Aus ökonomischer Perspektive war zudem die Reduzierung der Möglichkeiten der Kriegsführung des Deutschen Reichs durch die Bombardierung vorrangig. Die deutsche Wirtschaft sollte durch die Zerstörung nachhaltig geschädigt werden. Der Angriff wirtschaftlich bedeutender Standorte wie Waffenfabriken und andere Kernindustrien (bspw. die Luftangriffe auf das Ruhrgebiet) hatte eine Destabilisierung der deutschen Inlandsproduktion zum Ziel. Produktionsmittel wie physisches Kapital (Fabriken, Gebäude u. ä.) aber auch Humankapital (Arbeiter) und die innerdeutsche Infrastruktur (Straßen, Brücken, Schienen etc.) waren Primärziele.[1]
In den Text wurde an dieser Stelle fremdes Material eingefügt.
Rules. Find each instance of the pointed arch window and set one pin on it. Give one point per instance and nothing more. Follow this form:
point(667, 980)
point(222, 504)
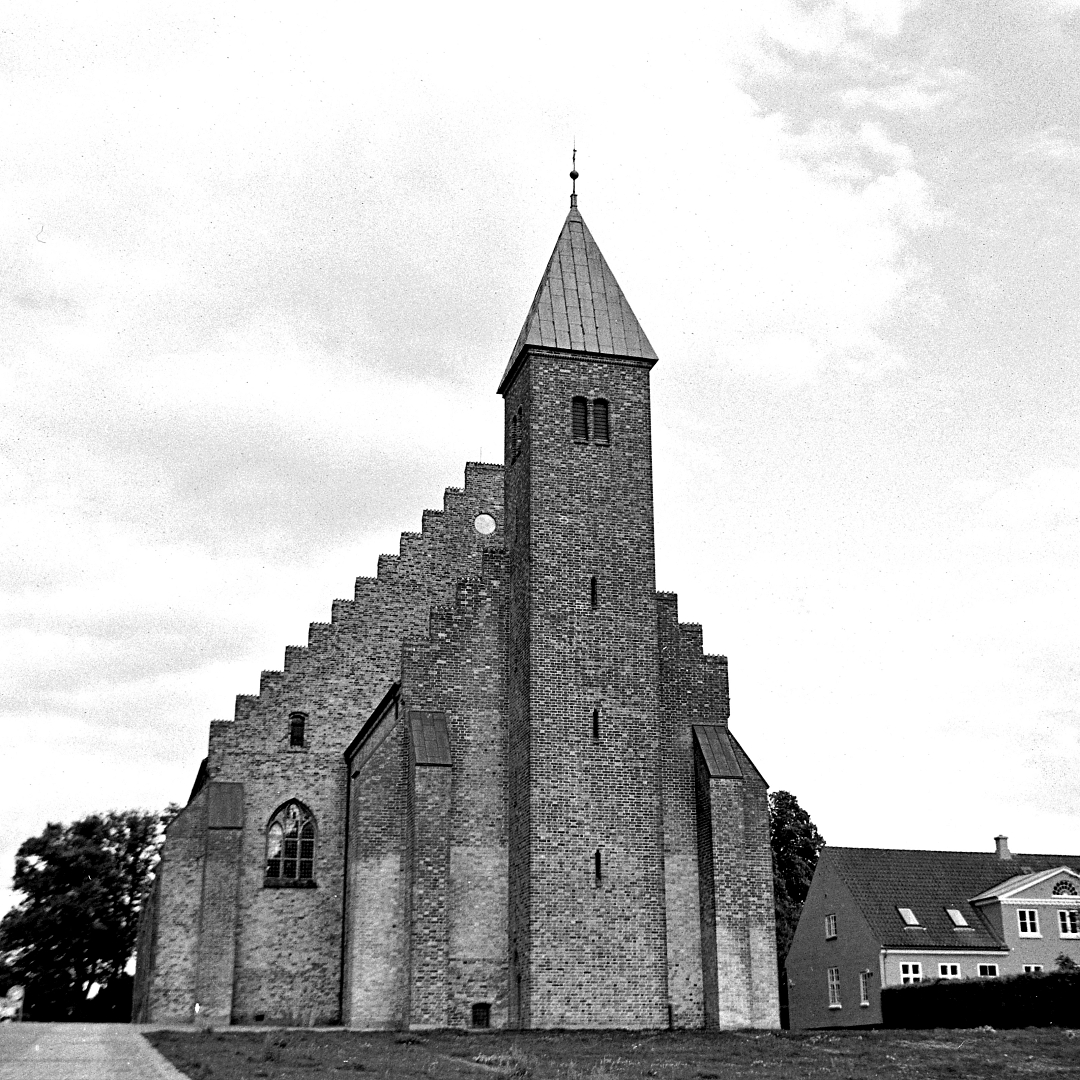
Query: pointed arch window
point(291, 847)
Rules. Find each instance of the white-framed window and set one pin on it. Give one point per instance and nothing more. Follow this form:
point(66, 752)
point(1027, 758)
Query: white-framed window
point(1068, 922)
point(1028, 920)
point(834, 987)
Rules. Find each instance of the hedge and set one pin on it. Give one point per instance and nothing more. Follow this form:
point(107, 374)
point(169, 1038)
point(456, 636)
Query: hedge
point(1035, 1000)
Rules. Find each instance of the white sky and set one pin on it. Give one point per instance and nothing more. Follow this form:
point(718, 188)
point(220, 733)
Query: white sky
point(261, 267)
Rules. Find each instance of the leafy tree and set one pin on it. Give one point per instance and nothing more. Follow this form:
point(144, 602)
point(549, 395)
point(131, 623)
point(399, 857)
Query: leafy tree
point(796, 845)
point(82, 887)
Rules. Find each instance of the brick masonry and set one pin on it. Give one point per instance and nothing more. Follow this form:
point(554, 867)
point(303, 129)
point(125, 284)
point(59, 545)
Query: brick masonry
point(448, 880)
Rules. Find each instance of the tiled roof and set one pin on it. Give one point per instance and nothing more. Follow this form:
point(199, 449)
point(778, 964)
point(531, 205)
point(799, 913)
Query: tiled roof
point(882, 879)
point(579, 305)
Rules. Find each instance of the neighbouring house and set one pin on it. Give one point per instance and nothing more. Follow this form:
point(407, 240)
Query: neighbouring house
point(876, 917)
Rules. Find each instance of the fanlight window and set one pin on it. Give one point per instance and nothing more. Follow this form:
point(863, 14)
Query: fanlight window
point(291, 845)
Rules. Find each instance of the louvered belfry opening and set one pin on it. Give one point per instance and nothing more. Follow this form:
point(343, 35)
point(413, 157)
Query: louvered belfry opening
point(579, 419)
point(601, 430)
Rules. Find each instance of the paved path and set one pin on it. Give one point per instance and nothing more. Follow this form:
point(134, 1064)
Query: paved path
point(80, 1052)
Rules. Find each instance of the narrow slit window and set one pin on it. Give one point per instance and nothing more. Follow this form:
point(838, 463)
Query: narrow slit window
point(296, 724)
point(602, 432)
point(579, 420)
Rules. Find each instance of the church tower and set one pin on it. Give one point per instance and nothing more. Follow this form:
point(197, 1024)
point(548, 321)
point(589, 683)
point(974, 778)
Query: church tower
point(585, 829)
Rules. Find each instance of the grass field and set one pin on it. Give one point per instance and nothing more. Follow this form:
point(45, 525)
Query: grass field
point(578, 1055)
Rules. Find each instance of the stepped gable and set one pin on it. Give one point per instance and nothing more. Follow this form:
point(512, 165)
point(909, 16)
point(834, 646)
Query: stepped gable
point(348, 662)
point(579, 306)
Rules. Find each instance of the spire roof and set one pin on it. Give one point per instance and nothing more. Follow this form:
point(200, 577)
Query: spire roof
point(579, 306)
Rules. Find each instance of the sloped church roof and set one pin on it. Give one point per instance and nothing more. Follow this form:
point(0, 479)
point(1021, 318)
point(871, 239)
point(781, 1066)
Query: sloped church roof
point(579, 305)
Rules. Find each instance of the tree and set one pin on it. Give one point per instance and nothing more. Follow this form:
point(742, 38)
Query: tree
point(76, 927)
point(796, 845)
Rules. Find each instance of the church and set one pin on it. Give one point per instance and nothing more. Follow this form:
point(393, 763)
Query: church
point(498, 788)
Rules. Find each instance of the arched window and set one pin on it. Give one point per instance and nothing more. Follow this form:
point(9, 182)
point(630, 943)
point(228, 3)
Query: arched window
point(579, 419)
point(291, 846)
point(601, 428)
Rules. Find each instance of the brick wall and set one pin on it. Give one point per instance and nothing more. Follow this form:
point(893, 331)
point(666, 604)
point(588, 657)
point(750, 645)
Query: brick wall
point(289, 941)
point(594, 954)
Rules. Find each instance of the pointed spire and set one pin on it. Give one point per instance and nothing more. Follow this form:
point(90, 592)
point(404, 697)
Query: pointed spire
point(579, 306)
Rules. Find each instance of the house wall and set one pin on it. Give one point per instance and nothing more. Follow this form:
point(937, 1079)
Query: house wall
point(969, 961)
point(1050, 944)
point(853, 949)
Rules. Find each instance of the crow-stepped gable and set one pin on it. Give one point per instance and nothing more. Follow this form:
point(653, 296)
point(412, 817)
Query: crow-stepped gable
point(498, 788)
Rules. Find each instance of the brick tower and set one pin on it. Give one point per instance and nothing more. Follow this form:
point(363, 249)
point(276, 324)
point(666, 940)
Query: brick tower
point(585, 829)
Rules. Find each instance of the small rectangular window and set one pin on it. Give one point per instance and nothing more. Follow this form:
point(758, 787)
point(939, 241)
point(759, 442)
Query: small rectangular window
point(910, 973)
point(601, 429)
point(834, 988)
point(579, 419)
point(1028, 919)
point(296, 729)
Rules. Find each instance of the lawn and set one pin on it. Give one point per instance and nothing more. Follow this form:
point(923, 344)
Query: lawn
point(293, 1054)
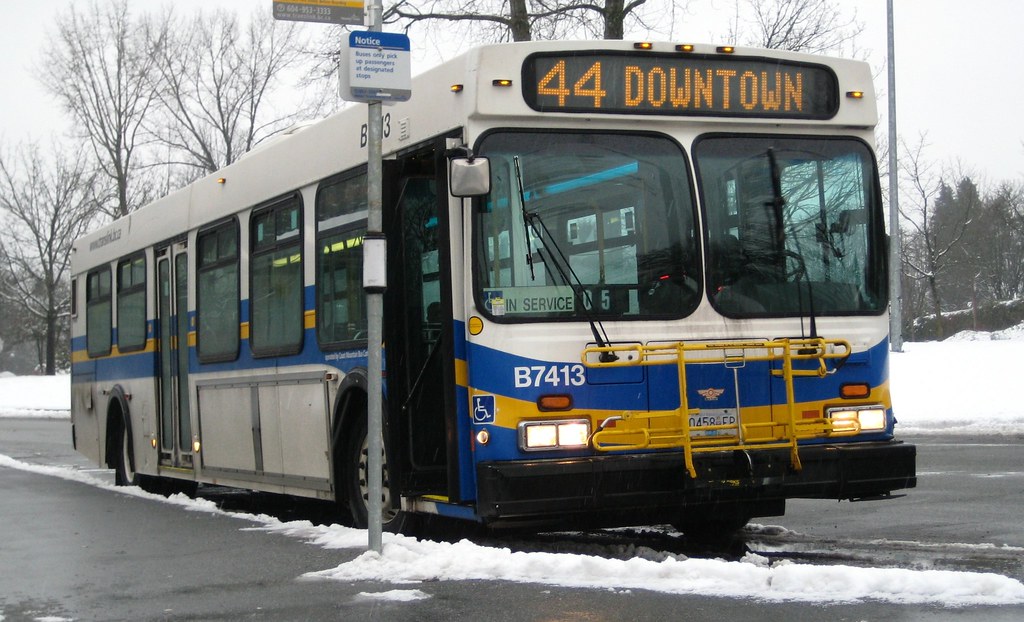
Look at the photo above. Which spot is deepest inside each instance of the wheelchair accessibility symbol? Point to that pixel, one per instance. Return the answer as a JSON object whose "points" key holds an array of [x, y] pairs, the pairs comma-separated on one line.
{"points": [[483, 409]]}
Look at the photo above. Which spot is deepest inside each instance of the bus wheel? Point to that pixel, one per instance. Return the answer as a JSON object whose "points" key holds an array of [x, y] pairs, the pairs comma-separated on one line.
{"points": [[711, 530], [357, 483], [124, 474]]}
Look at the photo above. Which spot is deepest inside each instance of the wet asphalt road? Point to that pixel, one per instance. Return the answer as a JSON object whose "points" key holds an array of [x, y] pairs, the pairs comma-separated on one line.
{"points": [[74, 551]]}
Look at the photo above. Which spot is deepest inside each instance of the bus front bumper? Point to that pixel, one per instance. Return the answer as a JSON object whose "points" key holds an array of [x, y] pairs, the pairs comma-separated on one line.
{"points": [[655, 487]]}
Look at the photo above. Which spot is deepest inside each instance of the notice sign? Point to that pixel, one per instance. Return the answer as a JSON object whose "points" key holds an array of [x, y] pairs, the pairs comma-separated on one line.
{"points": [[379, 68], [323, 11]]}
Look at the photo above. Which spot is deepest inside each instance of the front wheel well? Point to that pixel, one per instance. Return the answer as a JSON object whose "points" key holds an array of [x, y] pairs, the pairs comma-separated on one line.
{"points": [[117, 417]]}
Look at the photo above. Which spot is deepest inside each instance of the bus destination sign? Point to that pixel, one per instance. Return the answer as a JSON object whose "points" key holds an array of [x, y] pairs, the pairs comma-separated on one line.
{"points": [[684, 85]]}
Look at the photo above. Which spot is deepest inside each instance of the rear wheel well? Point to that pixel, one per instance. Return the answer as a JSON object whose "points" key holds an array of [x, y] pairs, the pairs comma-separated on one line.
{"points": [[351, 406]]}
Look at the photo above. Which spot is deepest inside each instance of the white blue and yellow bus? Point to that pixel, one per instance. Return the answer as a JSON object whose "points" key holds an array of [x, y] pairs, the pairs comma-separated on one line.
{"points": [[665, 300]]}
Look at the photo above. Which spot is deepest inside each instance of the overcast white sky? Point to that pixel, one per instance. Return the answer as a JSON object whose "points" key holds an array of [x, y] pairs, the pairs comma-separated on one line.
{"points": [[960, 71]]}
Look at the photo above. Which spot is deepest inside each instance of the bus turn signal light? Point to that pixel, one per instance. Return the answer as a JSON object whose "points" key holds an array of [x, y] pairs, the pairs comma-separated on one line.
{"points": [[550, 403]]}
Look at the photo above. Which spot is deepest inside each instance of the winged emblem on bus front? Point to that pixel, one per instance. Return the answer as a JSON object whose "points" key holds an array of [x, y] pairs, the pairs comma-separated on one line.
{"points": [[711, 394]]}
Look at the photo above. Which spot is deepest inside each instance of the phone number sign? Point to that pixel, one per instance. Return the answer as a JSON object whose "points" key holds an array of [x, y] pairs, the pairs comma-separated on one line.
{"points": [[323, 11]]}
Kritiker der britischen Luftangriffe auf das Deutsche Reich argumentieren bis heute, dass die strategische Bombardierung durch die hohe Anzahl an zivilen Opfern in der Bevölkerung moralisch nicht zu rechtfertigen sei. Darüber hinaus seien die Militärschläge aus ökonomischer Perspektive eine „massive Verschwendung von Ressourcen“[1] gewesen. Tatsächlich bewertete selbst die US-amerikanische Luftwaffe die eigenen Angriffe auf die deutsche Wirtschaft im Jahr 1945 als ‚kostspielige Fehlschläge‘.[3] Befürworter der Luftangriffe wiederum argumentieren, dass mit der Schädigung der deutschen Kriegsindustrie der Ausgang des Krieges entscheidend beeinflusst wurde.[1]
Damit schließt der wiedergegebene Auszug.